German business sentiment dropped for a fifth successive month in September to its lowest level since early 2010, showing even the strongest of Europe's economies is succumbing to an economic downturn despite the European Central Bank's recently announced bond-buying plan. European shares .FTEU3 lost 0.6 percent.
Equities have advanced sharply in recent months on expectations for central bank stimulus. On Sept 6 the ECB announced its bond buying plan and a week later, the Federal Reserve announced a third round of quantitative easing intended to bolster the economy and reduce U.S. unemployment.
With the S&P 500 up more than 7 percent so far this quarter, investors have sought new catalysts to push shares decisively in either direction. Moves have been slight lately while volume is light. The S&P fell 0.4 percent last week, though the session with the biggest move only had the benchmark index down 0.3 percent.
"We've had such a strong quarter that it's difficult for us to keep moving up, especially since we're so light on economic news to trade on," said Oliver Pursche, president at Gary Goldberg Financial Services in Suffern, New York. "We're maybe in a sideways market without a lot of action for a while."

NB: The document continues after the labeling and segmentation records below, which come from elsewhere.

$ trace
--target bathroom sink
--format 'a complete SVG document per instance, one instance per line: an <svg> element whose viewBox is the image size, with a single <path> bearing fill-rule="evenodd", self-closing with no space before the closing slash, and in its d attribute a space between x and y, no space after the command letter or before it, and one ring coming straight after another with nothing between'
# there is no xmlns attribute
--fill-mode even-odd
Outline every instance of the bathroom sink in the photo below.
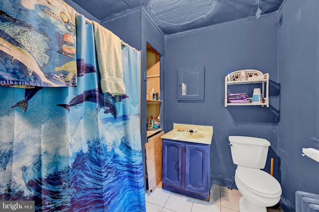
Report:
<svg viewBox="0 0 319 212"><path fill-rule="evenodd" d="M193 129L196 132L187 131ZM193 130L193 129L192 129ZM210 144L213 137L213 126L173 123L173 129L160 137L165 139Z"/></svg>
<svg viewBox="0 0 319 212"><path fill-rule="evenodd" d="M174 133L174 135L185 138L201 138L204 137L204 135L199 132L176 132Z"/></svg>

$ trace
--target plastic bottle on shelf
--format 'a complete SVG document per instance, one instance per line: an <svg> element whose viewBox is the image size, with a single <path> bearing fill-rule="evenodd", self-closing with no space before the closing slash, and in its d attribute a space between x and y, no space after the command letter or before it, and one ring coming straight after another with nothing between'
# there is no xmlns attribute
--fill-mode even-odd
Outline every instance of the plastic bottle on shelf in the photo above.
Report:
<svg viewBox="0 0 319 212"><path fill-rule="evenodd" d="M227 79L228 82L230 81L230 71L229 69L227 69Z"/></svg>

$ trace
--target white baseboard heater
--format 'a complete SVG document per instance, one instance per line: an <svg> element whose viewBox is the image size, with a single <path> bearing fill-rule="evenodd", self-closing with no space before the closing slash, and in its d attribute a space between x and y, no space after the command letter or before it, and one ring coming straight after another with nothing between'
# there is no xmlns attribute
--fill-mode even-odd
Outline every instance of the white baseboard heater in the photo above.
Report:
<svg viewBox="0 0 319 212"><path fill-rule="evenodd" d="M296 212L319 212L319 195L296 192Z"/></svg>

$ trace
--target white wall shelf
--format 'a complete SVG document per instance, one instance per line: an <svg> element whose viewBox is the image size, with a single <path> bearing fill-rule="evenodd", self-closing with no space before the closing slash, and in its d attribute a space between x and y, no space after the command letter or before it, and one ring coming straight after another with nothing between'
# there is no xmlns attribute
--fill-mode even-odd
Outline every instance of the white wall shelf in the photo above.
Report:
<svg viewBox="0 0 319 212"><path fill-rule="evenodd" d="M266 106L269 107L269 74L263 74L260 71L254 69L245 69L236 71L230 74L230 80L228 77L225 77L225 106ZM258 102L251 102L252 98L249 98L251 101L248 103L228 103L227 99L228 86L230 85L240 84L262 84L262 103ZM265 88L266 85L266 88Z"/></svg>

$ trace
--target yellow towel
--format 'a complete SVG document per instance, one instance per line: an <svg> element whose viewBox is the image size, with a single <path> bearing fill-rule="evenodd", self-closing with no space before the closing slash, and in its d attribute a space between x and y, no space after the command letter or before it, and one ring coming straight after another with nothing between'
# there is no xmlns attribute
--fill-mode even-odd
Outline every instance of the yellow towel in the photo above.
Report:
<svg viewBox="0 0 319 212"><path fill-rule="evenodd" d="M94 21L92 22L102 90L113 95L124 95L126 90L121 39L100 24Z"/></svg>

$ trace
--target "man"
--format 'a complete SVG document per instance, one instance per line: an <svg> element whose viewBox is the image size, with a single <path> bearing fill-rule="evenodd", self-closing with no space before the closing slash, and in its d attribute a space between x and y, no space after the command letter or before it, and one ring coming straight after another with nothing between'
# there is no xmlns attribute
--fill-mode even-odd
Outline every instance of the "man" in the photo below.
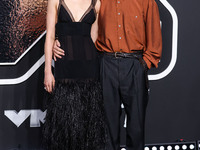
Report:
<svg viewBox="0 0 200 150"><path fill-rule="evenodd" d="M110 142L120 149L121 103L127 114L126 150L144 149L147 70L161 57L160 18L154 0L101 0L96 47ZM55 46L54 53L60 54Z"/></svg>

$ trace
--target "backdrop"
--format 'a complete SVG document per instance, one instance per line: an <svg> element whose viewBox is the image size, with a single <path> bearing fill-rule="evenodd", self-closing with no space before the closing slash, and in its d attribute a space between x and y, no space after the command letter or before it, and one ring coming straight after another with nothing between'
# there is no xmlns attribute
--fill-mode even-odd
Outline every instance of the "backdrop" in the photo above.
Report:
<svg viewBox="0 0 200 150"><path fill-rule="evenodd" d="M163 55L149 71L146 143L200 139L200 1L156 0ZM0 1L0 150L41 148L47 0ZM123 109L123 107L122 107ZM125 141L125 114L121 144Z"/></svg>

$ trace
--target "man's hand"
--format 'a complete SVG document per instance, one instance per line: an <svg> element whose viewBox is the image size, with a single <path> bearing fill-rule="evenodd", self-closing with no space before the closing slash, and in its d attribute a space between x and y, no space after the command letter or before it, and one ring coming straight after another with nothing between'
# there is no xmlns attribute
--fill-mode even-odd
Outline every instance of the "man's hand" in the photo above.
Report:
<svg viewBox="0 0 200 150"><path fill-rule="evenodd" d="M55 40L53 45L53 59L56 61L56 57L62 58L62 56L65 56L65 51L60 48L60 42Z"/></svg>

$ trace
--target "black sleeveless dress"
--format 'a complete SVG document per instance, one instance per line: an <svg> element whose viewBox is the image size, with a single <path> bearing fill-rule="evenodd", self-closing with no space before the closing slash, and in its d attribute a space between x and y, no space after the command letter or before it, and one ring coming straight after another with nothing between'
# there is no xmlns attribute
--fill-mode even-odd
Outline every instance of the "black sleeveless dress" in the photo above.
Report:
<svg viewBox="0 0 200 150"><path fill-rule="evenodd" d="M96 0L75 22L64 0L56 36L65 51L55 62L56 85L48 97L43 128L48 150L104 150L105 121L97 50L91 39Z"/></svg>

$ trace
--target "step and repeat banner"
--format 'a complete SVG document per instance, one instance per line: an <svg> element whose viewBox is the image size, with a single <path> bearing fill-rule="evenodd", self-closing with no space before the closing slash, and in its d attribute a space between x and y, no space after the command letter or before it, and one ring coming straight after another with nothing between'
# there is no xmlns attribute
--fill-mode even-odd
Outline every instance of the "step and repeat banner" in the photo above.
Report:
<svg viewBox="0 0 200 150"><path fill-rule="evenodd" d="M149 71L145 150L195 149L200 140L200 1L156 2L163 54L159 68ZM47 0L0 1L0 150L42 149L46 7ZM125 129L123 113L122 149ZM182 147L173 147L177 140Z"/></svg>

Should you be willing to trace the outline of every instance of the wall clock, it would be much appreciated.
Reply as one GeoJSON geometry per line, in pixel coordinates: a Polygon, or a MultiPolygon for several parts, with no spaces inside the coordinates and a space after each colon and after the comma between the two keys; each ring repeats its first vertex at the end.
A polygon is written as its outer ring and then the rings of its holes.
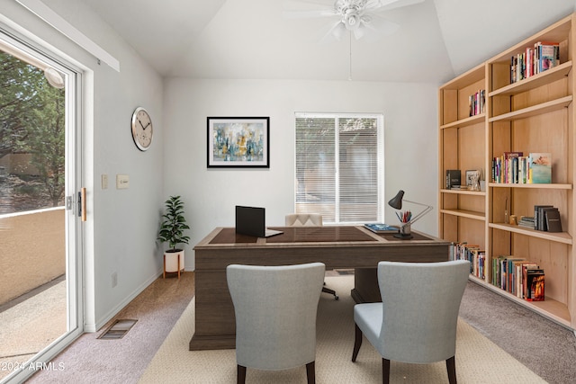
{"type": "Polygon", "coordinates": [[[152,144],[152,120],[148,112],[142,108],[138,107],[132,113],[132,121],[130,123],[132,129],[132,138],[134,144],[141,151],[145,151],[150,147],[152,144]]]}

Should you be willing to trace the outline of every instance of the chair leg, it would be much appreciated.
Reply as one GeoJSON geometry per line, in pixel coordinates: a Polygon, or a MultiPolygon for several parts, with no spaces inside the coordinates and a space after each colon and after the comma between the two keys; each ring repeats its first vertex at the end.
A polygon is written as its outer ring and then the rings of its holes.
{"type": "Polygon", "coordinates": [[[448,371],[448,382],[456,384],[456,361],[454,356],[446,359],[446,371],[448,371]]]}
{"type": "Polygon", "coordinates": [[[329,288],[322,287],[322,292],[329,293],[330,295],[334,295],[334,299],[338,300],[338,295],[336,294],[336,290],[330,290],[329,288]]]}
{"type": "Polygon", "coordinates": [[[246,383],[246,367],[242,365],[238,365],[238,376],[237,376],[237,383],[244,384],[246,383]]]}
{"type": "Polygon", "coordinates": [[[356,338],[354,340],[354,351],[352,352],[352,362],[356,361],[356,357],[358,356],[358,351],[360,351],[360,347],[362,346],[362,331],[360,327],[355,324],[356,326],[356,338]]]}
{"type": "Polygon", "coordinates": [[[306,377],[308,384],[316,384],[316,364],[314,362],[306,364],[306,377]]]}
{"type": "Polygon", "coordinates": [[[390,360],[382,358],[382,383],[390,384],[390,360]]]}

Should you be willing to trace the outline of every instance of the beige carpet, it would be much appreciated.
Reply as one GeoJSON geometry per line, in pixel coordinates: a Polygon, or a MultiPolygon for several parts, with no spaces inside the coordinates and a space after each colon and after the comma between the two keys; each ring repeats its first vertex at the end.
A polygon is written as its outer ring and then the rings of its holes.
{"type": "MultiPolygon", "coordinates": [[[[319,383],[379,383],[382,365],[378,353],[364,342],[356,363],[350,361],[354,345],[354,301],[349,291],[354,278],[326,278],[326,283],[340,295],[334,300],[322,295],[319,304],[316,379],[319,383]]],[[[140,378],[140,383],[234,383],[234,350],[188,351],[194,330],[194,300],[158,351],[140,378]]],[[[391,382],[446,383],[444,362],[434,364],[406,364],[392,362],[391,382]]],[[[508,353],[475,331],[458,322],[456,374],[460,383],[544,383],[508,353]]],[[[303,367],[284,371],[248,370],[249,383],[306,382],[303,367]]]]}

S&P 500 futures fell 5.9 points and were below fair value, a formula that evaluates pricing by taking into account interest rates, dividends and time to expiration on the contract. Dow Jones industrial average futures lost 51 points and Nasdaq 100 futures sank 8.5 points.

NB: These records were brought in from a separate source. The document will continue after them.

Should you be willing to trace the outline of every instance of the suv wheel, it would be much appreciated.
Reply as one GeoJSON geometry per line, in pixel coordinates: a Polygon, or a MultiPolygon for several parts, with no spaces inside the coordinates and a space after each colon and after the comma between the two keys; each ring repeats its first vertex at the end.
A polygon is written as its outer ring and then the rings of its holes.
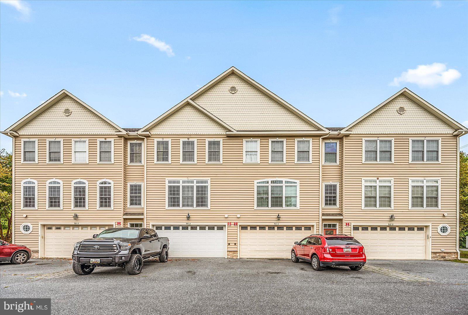
{"type": "Polygon", "coordinates": [[[299,262],[299,258],[297,258],[296,255],[296,252],[293,250],[291,251],[291,260],[293,262],[299,262]]]}
{"type": "Polygon", "coordinates": [[[75,273],[80,276],[89,275],[94,270],[95,266],[91,265],[85,265],[78,262],[73,262],[73,271],[75,273]]]}
{"type": "Polygon", "coordinates": [[[141,272],[143,267],[143,259],[139,254],[130,255],[128,262],[125,264],[125,270],[129,275],[138,275],[141,272]]]}
{"type": "Polygon", "coordinates": [[[312,256],[312,259],[310,260],[310,263],[312,265],[312,268],[315,271],[318,271],[323,269],[320,267],[320,261],[319,260],[319,257],[315,255],[312,256]]]}
{"type": "Polygon", "coordinates": [[[168,249],[165,248],[159,253],[159,262],[167,262],[168,258],[169,252],[168,251],[168,249]]]}

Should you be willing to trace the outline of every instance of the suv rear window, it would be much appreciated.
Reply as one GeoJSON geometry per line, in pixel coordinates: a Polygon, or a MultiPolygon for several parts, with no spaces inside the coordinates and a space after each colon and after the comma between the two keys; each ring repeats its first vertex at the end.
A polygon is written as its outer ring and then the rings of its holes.
{"type": "Polygon", "coordinates": [[[340,245],[360,245],[362,246],[354,237],[327,237],[325,238],[327,244],[329,246],[340,245]]]}

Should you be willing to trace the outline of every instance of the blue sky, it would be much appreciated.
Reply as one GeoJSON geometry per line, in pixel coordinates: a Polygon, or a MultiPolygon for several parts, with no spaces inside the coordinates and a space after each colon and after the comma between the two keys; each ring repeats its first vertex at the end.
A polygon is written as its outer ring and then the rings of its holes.
{"type": "Polygon", "coordinates": [[[0,1],[1,130],[62,89],[142,127],[231,66],[326,127],[404,86],[468,125],[468,2],[0,1]]]}

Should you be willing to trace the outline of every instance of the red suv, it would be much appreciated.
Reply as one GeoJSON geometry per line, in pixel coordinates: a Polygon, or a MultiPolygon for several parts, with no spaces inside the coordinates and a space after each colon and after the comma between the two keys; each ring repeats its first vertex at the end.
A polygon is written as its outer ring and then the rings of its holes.
{"type": "Polygon", "coordinates": [[[366,262],[364,247],[352,236],[318,234],[295,242],[291,250],[291,260],[294,262],[310,262],[316,270],[335,266],[348,266],[351,270],[360,270],[366,262]]]}

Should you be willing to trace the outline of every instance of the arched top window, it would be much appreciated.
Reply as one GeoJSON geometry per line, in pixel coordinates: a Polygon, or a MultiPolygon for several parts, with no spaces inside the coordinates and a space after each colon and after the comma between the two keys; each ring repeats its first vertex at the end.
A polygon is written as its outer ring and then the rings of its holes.
{"type": "Polygon", "coordinates": [[[299,181],[285,178],[255,181],[255,208],[299,208],[299,181]]]}

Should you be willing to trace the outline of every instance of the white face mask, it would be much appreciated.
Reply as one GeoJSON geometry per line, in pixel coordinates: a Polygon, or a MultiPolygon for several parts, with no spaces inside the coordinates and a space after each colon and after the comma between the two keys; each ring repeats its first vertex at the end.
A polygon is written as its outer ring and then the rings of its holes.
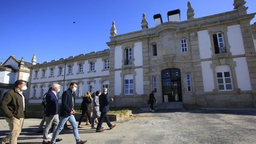
{"type": "Polygon", "coordinates": [[[28,87],[27,87],[27,85],[25,85],[21,88],[21,90],[22,90],[22,91],[26,91],[27,89],[28,89],[28,87]]]}
{"type": "Polygon", "coordinates": [[[72,91],[73,91],[73,92],[75,92],[75,91],[76,91],[76,87],[73,87],[73,89],[72,89],[72,91]]]}

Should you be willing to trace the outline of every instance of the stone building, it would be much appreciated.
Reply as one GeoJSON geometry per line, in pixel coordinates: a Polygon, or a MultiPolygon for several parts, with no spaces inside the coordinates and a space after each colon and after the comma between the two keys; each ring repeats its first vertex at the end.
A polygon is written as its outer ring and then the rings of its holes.
{"type": "Polygon", "coordinates": [[[235,0],[234,10],[196,18],[188,2],[187,20],[176,10],[165,22],[154,15],[148,28],[143,14],[141,30],[122,35],[113,22],[109,50],[33,66],[30,102],[53,83],[63,92],[74,81],[78,98],[107,86],[113,106],[146,106],[155,90],[159,103],[255,107],[256,26],[250,22],[255,13],[247,13],[245,3],[235,0]]]}
{"type": "MultiPolygon", "coordinates": [[[[17,59],[15,56],[11,55],[0,66],[0,100],[4,94],[8,90],[13,89],[14,82],[18,79],[23,79],[28,82],[30,70],[32,65],[36,62],[36,55],[34,55],[31,62],[17,59]]],[[[28,93],[25,92],[25,95],[28,93]]]]}

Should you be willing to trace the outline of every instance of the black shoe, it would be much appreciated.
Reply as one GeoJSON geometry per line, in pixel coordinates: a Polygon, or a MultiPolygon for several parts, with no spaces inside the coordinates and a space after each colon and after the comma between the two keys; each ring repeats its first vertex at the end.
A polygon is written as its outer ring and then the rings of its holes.
{"type": "Polygon", "coordinates": [[[44,132],[44,130],[38,130],[38,131],[37,131],[37,133],[43,133],[43,132],[44,132]]]}
{"type": "Polygon", "coordinates": [[[109,129],[110,129],[110,130],[111,130],[111,129],[113,129],[114,127],[115,127],[116,126],[116,124],[112,125],[112,126],[110,126],[110,127],[109,127],[109,129]]]}
{"type": "Polygon", "coordinates": [[[68,127],[64,127],[64,130],[70,130],[70,128],[68,127]]]}
{"type": "Polygon", "coordinates": [[[61,141],[62,140],[62,139],[58,138],[55,140],[55,141],[59,142],[59,141],[61,141]]]}
{"type": "Polygon", "coordinates": [[[47,142],[45,142],[44,141],[43,141],[43,142],[42,143],[42,144],[50,144],[50,143],[51,143],[51,141],[47,141],[47,142]]]}
{"type": "Polygon", "coordinates": [[[86,141],[82,141],[82,140],[81,140],[77,142],[76,142],[76,144],[84,144],[84,143],[86,143],[86,142],[87,142],[87,140],[86,140],[86,141]]]}

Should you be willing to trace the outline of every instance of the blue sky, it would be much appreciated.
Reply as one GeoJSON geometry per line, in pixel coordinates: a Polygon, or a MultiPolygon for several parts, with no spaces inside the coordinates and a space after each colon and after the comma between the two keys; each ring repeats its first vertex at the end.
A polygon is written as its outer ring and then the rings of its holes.
{"type": "MultiPolygon", "coordinates": [[[[143,13],[150,28],[154,14],[161,13],[164,22],[167,12],[178,9],[185,21],[188,1],[0,0],[0,61],[11,55],[30,61],[35,53],[42,63],[101,51],[108,48],[113,21],[117,34],[141,29],[143,13]]],[[[232,11],[233,1],[190,1],[196,18],[232,11]]],[[[246,1],[247,13],[256,12],[256,1],[246,1]]]]}

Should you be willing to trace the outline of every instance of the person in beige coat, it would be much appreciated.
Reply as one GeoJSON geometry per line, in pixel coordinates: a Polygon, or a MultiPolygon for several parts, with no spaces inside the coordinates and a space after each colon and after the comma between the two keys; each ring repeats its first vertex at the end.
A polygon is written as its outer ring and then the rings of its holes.
{"type": "Polygon", "coordinates": [[[18,137],[21,131],[26,107],[25,97],[22,92],[27,90],[27,86],[26,82],[23,80],[17,81],[14,85],[13,90],[4,94],[0,105],[11,131],[1,140],[1,144],[7,142],[17,143],[18,137]]]}

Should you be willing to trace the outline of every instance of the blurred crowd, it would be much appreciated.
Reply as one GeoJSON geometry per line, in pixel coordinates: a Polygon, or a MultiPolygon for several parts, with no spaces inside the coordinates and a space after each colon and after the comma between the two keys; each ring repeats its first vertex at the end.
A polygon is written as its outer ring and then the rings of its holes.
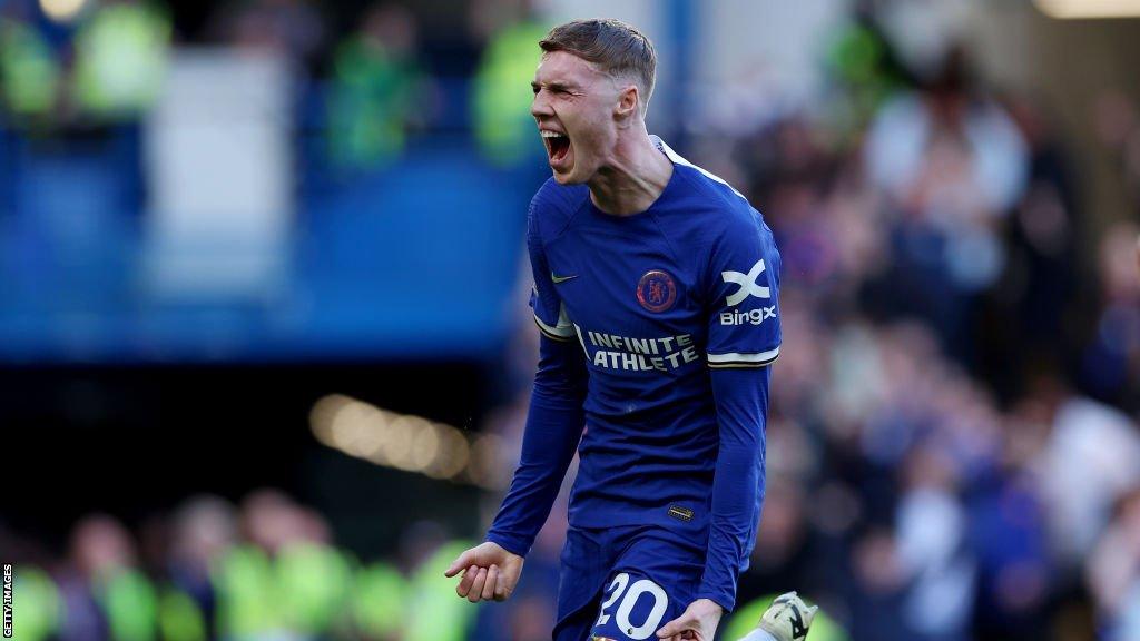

Lennar Corp (LEN.N) climbed 4.7 percent to $39.26 in premarket trading on Monday after reporting steep rises in its third-quarter earnings and revenue, while orders rose 44 percent. The results follow a similarly strong report from KB Home (KBH.N) and together indicate that the housing market is gaining traction.
Energy stocks will be in focus as crude oil fell 1.3 percent, continuing a drop of more than 6 percent last week as investors question the demand outlook.

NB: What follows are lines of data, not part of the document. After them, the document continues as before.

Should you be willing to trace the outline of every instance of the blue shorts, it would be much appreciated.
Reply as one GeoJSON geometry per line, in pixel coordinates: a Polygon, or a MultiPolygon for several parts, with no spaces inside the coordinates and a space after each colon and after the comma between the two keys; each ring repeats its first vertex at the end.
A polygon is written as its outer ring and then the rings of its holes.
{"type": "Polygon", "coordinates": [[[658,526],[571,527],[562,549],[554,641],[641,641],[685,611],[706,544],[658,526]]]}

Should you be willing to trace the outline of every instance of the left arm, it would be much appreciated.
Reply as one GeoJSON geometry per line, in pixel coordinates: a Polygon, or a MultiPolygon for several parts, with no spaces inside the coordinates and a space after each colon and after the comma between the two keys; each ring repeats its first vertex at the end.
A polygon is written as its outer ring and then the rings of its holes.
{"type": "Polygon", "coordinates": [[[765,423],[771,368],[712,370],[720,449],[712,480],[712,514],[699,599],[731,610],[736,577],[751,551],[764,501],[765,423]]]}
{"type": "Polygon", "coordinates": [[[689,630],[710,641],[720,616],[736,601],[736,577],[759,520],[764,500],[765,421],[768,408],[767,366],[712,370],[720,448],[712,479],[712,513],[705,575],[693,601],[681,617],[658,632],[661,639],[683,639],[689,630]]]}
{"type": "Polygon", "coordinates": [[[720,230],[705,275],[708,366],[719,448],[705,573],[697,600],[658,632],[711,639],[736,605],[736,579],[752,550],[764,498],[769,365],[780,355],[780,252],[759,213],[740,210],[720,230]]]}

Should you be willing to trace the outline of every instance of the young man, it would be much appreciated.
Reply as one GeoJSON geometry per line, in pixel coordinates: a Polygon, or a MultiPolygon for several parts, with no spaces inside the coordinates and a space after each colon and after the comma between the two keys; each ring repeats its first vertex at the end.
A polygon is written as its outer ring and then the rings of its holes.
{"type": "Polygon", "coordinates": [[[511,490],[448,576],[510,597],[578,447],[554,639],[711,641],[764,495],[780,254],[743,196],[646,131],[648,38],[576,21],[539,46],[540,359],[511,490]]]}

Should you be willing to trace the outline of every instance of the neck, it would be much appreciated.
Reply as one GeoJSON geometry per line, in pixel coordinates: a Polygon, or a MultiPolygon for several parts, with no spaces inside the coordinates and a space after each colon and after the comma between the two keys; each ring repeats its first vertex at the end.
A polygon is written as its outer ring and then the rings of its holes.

"Oil is trending down because of slowing growth, and I wouldn't expect that to change in the short term," Pursche said. "However, I don't think it's so cheap yet that we'll see a real impact on consumer spending."
Investors will also be looking at transport stocks a week after two large shipping companies - FedEx Corp. (FDX.N) and Norfolk Southern Corp. (NSC.N) - warned about the impact of the weakening world economy on their results. The transportation sector .DJT is viewed as a leading indicator for the market at large.
Apple Inc (AAPL.O) will look to extend a rally that took the most valuable U.S. company to an all-time high. The rally came as the tech giant launched the latest version of its iPhone worldwide, generating blockbuster sales.
U.S. stocks closed flat on Friday even as investors welcomed Spain's efforts to seek a bailout and were lifted by gains in Apple.